Heart Rate Dynamics Identification and Control in Cycle Ergometer Exercise: Comparison of First- and Second-Order Performance

Background: Accurate and robust feedback control of human heart rate is important for exercise testing and prescription. Feedback controllers can be designed using first-order, linear, time-invariant models of heart rate dynamics, but it remains to investigate whether second-order models lead to better identification and control performance. The distinguishing contribution of this research is the direct employment of established physiological principles to determine model structure, and to focus the feedback-design goals: cardiac physiology proposes a two-phase second-order response, delineated into fast and slow components; the natural phenomenon of broad-spectrum heart-rate variability motivates a novel feedback design approach that appropriately shapes the input-sensitivity function. Aim: The aim of this work was to compare the fidelity of first- and second-order models of heart rate response during cycle-ergometer exercise, and to compare the accuracy and dynamics of feedback controllers that were designed using the two model structures. Methods: Twenty-seven participants each took part in two identification tests to generate separate estimation and validation data sets, where ergometer work rate was a pseudo-random binary sequence and in two feedback tests where controllers were designed using the first- or second-order models. Results: Second-order models gave substantially and significantly higher model fit (51.9% vs. 47.9%, p < 0.0001; second order vs. first order) and lower root-mean-square model error (2.93 bpm vs. 3.21 bpm, p < 0.0001).
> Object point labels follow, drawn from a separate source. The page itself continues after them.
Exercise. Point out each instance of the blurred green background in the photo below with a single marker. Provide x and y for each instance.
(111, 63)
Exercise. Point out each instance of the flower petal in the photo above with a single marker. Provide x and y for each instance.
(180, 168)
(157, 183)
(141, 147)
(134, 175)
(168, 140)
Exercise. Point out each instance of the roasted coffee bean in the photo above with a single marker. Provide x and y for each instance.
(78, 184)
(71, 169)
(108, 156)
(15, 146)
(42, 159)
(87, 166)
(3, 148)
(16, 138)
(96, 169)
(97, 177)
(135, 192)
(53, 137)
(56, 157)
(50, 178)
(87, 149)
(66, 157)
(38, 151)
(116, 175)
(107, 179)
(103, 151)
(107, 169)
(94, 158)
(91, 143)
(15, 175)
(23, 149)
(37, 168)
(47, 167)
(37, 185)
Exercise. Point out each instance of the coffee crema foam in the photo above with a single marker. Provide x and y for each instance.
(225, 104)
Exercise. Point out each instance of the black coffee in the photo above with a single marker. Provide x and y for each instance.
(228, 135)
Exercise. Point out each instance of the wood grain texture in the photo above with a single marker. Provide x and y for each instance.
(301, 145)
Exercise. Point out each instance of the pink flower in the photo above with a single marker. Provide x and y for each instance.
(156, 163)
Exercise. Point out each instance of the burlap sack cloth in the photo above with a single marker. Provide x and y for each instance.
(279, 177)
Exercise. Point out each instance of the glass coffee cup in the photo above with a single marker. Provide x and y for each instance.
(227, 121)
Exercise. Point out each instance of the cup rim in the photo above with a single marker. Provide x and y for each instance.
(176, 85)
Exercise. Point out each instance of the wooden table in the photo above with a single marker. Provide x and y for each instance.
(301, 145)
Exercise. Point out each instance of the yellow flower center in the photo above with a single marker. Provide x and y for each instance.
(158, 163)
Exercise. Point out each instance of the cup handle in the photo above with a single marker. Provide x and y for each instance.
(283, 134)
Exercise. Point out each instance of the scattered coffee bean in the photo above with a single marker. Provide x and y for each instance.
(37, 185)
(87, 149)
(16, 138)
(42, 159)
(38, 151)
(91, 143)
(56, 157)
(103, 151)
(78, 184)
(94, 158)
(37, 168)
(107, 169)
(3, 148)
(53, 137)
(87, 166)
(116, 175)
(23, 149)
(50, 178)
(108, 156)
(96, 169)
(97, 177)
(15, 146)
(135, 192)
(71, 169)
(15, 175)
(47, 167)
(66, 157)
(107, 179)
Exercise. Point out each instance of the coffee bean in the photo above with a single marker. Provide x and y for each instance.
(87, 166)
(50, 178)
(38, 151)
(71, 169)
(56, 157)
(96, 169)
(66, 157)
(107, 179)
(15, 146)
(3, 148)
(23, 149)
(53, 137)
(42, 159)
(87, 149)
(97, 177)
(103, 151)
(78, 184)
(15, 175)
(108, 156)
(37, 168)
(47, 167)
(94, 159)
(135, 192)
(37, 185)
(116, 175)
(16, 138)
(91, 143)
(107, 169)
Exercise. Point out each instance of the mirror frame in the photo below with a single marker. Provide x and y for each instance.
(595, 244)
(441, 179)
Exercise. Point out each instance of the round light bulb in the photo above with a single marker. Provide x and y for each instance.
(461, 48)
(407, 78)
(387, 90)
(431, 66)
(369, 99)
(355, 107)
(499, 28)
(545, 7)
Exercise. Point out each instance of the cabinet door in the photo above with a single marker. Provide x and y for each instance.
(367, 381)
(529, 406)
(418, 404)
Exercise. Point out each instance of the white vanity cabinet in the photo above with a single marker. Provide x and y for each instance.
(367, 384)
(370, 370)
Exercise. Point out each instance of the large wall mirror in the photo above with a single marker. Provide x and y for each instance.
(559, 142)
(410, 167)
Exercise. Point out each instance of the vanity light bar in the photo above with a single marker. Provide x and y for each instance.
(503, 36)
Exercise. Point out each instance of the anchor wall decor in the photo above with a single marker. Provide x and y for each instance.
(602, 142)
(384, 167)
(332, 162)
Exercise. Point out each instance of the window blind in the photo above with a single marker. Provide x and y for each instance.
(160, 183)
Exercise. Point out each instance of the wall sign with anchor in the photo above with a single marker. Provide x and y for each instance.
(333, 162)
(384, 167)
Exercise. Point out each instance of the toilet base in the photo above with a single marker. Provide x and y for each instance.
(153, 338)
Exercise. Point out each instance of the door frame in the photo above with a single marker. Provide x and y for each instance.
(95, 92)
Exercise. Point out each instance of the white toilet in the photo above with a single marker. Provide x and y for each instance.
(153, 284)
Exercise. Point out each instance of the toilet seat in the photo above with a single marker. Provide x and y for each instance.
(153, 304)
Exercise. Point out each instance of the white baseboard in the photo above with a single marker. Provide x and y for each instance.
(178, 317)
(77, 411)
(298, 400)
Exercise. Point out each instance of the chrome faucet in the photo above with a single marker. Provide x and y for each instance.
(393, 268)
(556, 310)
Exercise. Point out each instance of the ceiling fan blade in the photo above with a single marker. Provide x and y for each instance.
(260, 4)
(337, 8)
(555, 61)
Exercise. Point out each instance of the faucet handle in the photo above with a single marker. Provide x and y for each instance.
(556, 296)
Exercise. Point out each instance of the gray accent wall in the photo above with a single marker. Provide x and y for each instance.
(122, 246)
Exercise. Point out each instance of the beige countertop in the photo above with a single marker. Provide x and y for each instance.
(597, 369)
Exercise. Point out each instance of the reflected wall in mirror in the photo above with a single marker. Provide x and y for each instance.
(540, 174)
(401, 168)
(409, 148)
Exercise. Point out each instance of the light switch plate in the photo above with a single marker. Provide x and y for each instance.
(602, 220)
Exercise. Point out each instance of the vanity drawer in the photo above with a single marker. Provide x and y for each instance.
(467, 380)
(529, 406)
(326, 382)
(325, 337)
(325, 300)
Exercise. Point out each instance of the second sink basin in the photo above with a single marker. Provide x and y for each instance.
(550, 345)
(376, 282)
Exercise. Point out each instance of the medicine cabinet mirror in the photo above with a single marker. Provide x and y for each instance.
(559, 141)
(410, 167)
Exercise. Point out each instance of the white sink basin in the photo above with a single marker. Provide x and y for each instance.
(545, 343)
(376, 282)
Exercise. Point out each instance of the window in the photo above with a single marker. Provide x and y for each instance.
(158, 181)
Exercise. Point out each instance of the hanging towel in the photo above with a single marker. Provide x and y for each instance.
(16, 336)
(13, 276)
There was modest improvement in tracking accuracy with controllers based on second-order models, where mean root-mean-square tracking errors were 2.62 bpm (second order) and 2.77 bpm (first order), with p = 0.052. Controllers based on second-order models were found to be substantially and significantly more dynamic: mean values of average control signal power were 9.61 W2 and 7.56 W2, p < 0.0001. Conclusion: The results of this study confirm the hypotheses that second-order models of heart-rate dynamics give better fidelity than first-order models, and that feedback compensator designs that use the additional dynamic mode give more accurate and more dynamic closed-loop control performance.